I am trying to see the advantages and disadvantages of Epson and Brother DTG. I asked from each two samples of T-shirts, black and white.
You can see the pictures of t shirt samples and see the difference. Also I have to try and wash them many times so to see the durability of design.

*THE INK COST* for this design is as below (according to the dealers):

*Brother: *
Black T-shirt - W=6,17cc, CMYK=0,64cc
White T-shirt - CMYK=0,99cc

*Epson*
Black T-shirt - CMYK+W = 11.93ml
White T-shirt - CMYK = 1.02 ml

Now, which one will you go for, EPSON or BROTHER ?


----------



## DTGPRINTERPARTS (Jul 13, 2012)

Bana said:


> Hi everyone,
> 
> I am trying to see the advantages and disadvantages of Epson and Brother DTG. I asked from each two samples of T-shirts, black and white.
> You can see the pictures of t shirt samples and see the difference. Also I have to try and wash them many times so to see the durability of design.
> ...


You may want to ask the Brother sales rep if you can buy one cartridge at a time because I heard this through a friend that if you run out of magenta you have to buy a yellow, cyan and black. You can't buy just one. Can you ask and let me know because I want to know the truth. I'm sure it is though


----------



## TUANISAPPAREL (Oct 14, 2012)

You can buy one at a time without issue. My advice is go with brother. I wouldn't have bought a second brother had I not been 100% happy with the first. Excellent machine and top notch support. 

Sent from my SAMSUNG-SGH-I317 using T-Shirt Forums


----------



## equipmentzone (Mar 26, 2008)

Because he is located in Eastern Europe he needs to see what local support is available for each printer brand.
What is available for each brand in one country may be very different in another region.
_


----------



## clippernate34 (Dec 24, 2013)

Ok I will chime in here since I have both machines. Now let me start out and say that I am still a newbie so I may change my mind. But I have a Brother 381 and a F2000 epson.

They are diff in a lot of ways!!
First there is not really a wrong decision both are great machines period. I could write about this forever but I will try and be brief.

First Printing speed the brother is a lot faster!!! now the machines may not be all that diff in speed but with ink curing times and so forth the Brother wins this race easy. 

Printing with heavy white - I think the Epson white ink looks better by a good amount. so black shirts with a lot of white I think will look better.

Printing a black shirt with a lot of color - we have done this with 3 designs and shown them to people who did not know which shirt was from what machine. The Brother did win most of the time. 

Ink Cost - Epson wins period not by a ton but they win.

Pretreat - Epson wins cause its not a concentrate just shake open and use unlike brother you have to mix. Ends up being the same price but you dont have to mix with Epson.

Curing - got into that already Brother wins much less time. 

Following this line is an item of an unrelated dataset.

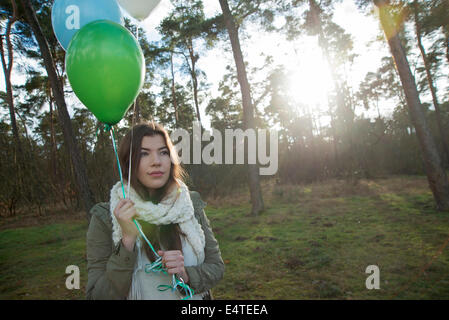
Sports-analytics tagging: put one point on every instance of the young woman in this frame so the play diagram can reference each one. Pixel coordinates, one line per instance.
(170, 216)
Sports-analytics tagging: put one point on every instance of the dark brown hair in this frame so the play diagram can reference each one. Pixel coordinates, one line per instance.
(167, 235)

Ability to print diff things - Right now for me the Brother wins as their are more platens out but from what I hear platens are on the way for the epson and it came from a good source.

When you startup the machine for the first time of the day epson takes longer to get going. 

Maint - Now I have only had these for a short time but right now I would say the epson is less maint than the Brother. I hear about those 120 ink flush for the epson but since I am new I have not had to do it yet.

Software - I never used Garment creator I just used the cadlink from day 1 and so I like it. I used the pdip for the brother and its not bad and now have the same cadlink but brother edition so it pretty much works the same way for both machines. 

Price - Epson is cheaper unit to buy by a couple of grand. 

Here is what I would say in closing.

If you are going to do small runs like 5's 10's I would probably get the Epson I love the white ink on the Epson it really is beautiful pops so good on black shirts. 

if you think you are doing runs in the 30's and 40's I would get the brother cause it will take you a lot longer to do those 40 shirts on the Epson than the brother.

No matter what I would get the rip but like I said I have not used garment creator but there is a lot more people on here that know way more than me that say use the rip so I just do it. 

For the record if you get a Epson the Equipment Zone guys are awesome and are great company to deal with. Not saying the other dist out there are not but they were awesome for me!! Also Jerid has been great to me even thou I bought from Equipment Zone that says a lot about his company I think as well.

Brother guys are also very good have no complaints so I think your in good hands. 

Good luck to you!!


----------



## equipmentzone (Mar 26, 2008)

Nate,

Thanks for the very kind words. 

_


----------



## clippernate34 (Dec 24, 2013)

@equipmentzone you guys are top notch so happy I bought from you guys


----------